The study concludes that since 2017 — the year President Donald Trump threatened “fire and fury like the world has never seen” against the country — the North’s use of the internet has surged about 300%. Nearly half that traffic now flows through a new connection in Russia, avoiding the North’s longtime dependency on a single digital pipeline through China.

The surge has a clear purpose, according to the report released Sunday by Recorded Future, a Cambridge, Massachusetts, group known for its deep examinations of how nations use digital weaponry: circumventing financial pressure and sanctions by the West. Over the past three years, the study concluded, North Korea has improved its ability to both steal and “mine” cryptocurrencies, hide its footprints in gaining technology for its nuclear program and cyberoperations, and use the internet for day-to-day control of its government.

“What this tells you is that our entire concept of how to control the North’s financial engagement with the world is based on an image of the North that is fixed in the past,” said Priscilla Moriuchi, a former National Security Agency analyst who directed the study and has long focused on North Korea and Iran. “They have succeeded at an easy-to-replicate model of how to move large amounts of money around the world, and do it in a way our sanctions do not touch.”

“Our sanctions system needs a radical update,” she concluded.

The report helps solve the mystery of why the country’s economy appears to have survived, and in some sectors actually grown, as the United States and its allies have talked about their success in choking off oil supplies and cracking down on North Korea’s skillful production of counterfeit U.S. currency.

It also further complicates the Trump administration’s paralysis in dealing with the North. Sanctions have remained in place, though Trump does not like to talk about them, even as his personal diplomacy with Kim sputters.

An expected resumption of intercontinental ballistic missile tests, which North Korea appeared to threaten at the end of 2019, has not materialized. But even if the situation remains in a quiet stalemate, the report suggests that Kim is poised to take advantage: Just as he is continuing to invest in his nuclear program, he is also pouring resources into a cyberprogram that is both a potent weapon and a revenue generator.
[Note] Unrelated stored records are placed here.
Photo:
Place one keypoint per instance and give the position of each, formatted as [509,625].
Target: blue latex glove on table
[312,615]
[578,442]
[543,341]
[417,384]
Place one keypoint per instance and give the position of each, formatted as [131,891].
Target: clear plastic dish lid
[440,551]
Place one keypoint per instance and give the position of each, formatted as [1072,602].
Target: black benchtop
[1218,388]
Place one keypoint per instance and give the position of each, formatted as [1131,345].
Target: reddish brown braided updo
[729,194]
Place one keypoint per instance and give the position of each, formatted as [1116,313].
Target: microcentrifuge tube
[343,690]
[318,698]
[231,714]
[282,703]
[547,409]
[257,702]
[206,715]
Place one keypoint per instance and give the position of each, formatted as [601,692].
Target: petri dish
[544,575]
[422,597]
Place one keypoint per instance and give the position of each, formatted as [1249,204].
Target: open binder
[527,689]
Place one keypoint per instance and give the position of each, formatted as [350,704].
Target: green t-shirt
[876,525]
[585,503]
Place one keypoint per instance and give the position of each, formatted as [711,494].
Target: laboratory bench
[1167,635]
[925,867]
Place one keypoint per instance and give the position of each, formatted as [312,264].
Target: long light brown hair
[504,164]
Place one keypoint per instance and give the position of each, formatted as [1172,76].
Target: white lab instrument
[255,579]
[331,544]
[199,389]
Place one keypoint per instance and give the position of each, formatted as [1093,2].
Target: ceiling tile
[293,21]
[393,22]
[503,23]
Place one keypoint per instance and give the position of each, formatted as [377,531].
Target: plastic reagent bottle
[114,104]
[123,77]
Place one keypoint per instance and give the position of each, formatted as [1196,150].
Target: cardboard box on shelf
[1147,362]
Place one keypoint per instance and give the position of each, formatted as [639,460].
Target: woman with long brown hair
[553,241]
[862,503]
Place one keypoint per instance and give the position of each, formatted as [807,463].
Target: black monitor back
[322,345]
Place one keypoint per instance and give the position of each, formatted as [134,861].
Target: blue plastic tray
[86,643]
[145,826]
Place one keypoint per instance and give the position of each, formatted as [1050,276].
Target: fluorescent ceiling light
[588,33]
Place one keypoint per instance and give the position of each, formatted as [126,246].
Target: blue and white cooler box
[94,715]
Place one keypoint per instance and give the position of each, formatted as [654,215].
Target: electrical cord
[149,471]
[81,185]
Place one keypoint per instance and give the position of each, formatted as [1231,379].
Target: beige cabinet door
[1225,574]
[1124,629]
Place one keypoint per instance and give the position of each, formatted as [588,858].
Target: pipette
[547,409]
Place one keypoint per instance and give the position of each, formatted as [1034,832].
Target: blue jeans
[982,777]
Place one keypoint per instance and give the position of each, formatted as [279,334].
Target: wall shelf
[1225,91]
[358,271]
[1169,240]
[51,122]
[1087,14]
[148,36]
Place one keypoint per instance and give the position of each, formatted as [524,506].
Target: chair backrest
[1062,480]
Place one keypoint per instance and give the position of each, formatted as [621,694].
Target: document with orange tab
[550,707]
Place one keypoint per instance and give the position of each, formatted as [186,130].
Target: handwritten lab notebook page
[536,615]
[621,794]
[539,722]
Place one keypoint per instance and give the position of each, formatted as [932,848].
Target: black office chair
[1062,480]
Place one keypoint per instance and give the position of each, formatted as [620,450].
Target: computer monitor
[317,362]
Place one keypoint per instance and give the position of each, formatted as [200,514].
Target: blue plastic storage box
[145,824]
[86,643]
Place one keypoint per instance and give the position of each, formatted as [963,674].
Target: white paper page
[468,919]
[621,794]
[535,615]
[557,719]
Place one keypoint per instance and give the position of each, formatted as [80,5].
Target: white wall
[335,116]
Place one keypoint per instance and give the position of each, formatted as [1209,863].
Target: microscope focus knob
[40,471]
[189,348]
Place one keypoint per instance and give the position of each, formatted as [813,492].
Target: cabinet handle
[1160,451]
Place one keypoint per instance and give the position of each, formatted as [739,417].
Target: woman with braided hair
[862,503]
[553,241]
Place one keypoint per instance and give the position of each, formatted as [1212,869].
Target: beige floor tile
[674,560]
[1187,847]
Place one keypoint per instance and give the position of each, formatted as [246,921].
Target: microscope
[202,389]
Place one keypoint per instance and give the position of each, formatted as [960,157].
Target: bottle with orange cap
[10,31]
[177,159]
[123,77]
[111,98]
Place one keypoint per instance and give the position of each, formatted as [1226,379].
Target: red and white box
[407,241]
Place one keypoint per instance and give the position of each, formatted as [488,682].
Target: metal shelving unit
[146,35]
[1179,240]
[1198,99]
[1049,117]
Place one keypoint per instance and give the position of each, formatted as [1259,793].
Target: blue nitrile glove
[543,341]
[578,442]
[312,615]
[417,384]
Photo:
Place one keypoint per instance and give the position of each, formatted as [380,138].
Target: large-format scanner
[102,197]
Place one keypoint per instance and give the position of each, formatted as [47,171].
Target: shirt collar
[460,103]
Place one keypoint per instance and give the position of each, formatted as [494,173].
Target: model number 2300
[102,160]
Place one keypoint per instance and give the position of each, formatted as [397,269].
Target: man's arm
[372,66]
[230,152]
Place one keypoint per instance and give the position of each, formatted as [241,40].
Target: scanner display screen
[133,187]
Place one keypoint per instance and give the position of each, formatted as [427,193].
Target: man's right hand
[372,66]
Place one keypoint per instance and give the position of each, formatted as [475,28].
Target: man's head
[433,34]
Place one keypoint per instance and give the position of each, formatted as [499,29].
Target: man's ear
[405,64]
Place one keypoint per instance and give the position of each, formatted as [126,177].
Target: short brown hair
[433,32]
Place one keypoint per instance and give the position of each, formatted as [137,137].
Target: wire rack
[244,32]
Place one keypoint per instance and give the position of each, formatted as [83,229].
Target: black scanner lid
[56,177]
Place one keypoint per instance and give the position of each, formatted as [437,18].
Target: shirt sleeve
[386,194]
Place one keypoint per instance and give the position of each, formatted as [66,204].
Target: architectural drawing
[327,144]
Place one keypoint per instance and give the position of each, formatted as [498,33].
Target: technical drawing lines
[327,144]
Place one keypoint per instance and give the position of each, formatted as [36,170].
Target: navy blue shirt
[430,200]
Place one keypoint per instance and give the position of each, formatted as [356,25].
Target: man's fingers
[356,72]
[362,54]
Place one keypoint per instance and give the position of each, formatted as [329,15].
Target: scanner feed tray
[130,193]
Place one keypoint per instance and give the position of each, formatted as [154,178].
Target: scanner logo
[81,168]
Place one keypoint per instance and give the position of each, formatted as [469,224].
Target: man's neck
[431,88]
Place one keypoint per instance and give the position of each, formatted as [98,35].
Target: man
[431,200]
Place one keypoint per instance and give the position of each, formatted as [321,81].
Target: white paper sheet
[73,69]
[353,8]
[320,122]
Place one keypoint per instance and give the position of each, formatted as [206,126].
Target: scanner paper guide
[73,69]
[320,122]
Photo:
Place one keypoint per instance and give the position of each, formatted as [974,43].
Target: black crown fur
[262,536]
Moreover, the report, titled “How North Korea Revolutionized the Internet as a Tool for Rogue Regimes,” concludes that other nations are watching the North Korean model, and beginning to replicate it.

“Iran has begun to pursue cryptocurrencies as a method for facilitating international payments and circumventing U.S. financial controls,” it notes.

Moriuchi, who left the National Security Agency in 2017, began tracking the internet use of the North Korean elite 2 1/2 years ago, a period that encompassed Trump’s confrontational approach to the North, the country’s missile launches and then the stalled diplomacy that has followed the president’s three meetings with Kim.

In 2017, Moriuchi could easily see the content of the North Korean elite’s searches, most of which appeared to be for leisure: While ordinary North Koreans have access only to a restricted, in-country version of the internet, the country’s leaders and their families downloaded movies, shopped and browsed the web on nights and weekends.

But that has changed. Internet use has surged during office hours, suggesting the leadership is now using its internal networks the same way the West does: conducting daily government and private business. Now the country has developed its own version of a “virtual private network,” a technique to tunnel through the internet securely that has long been used by Western businesses to secure their transactions.

Meanwhile, the country’s efforts to encrypt data and hide its activities on the web have become far more sophisticated. And through a network of students, many in China and India, the North has learned how to exploit data that could improve its nuclear and missile programs.

The largely home-built effort to hide traffic, the report concluded, was being used to steal “data from the networks of unsuspecting targets, or as a means of circumventing government-imposed content controls.” Such methods have long been used by Chinese and Russian hackers, often working for intelligence agencies.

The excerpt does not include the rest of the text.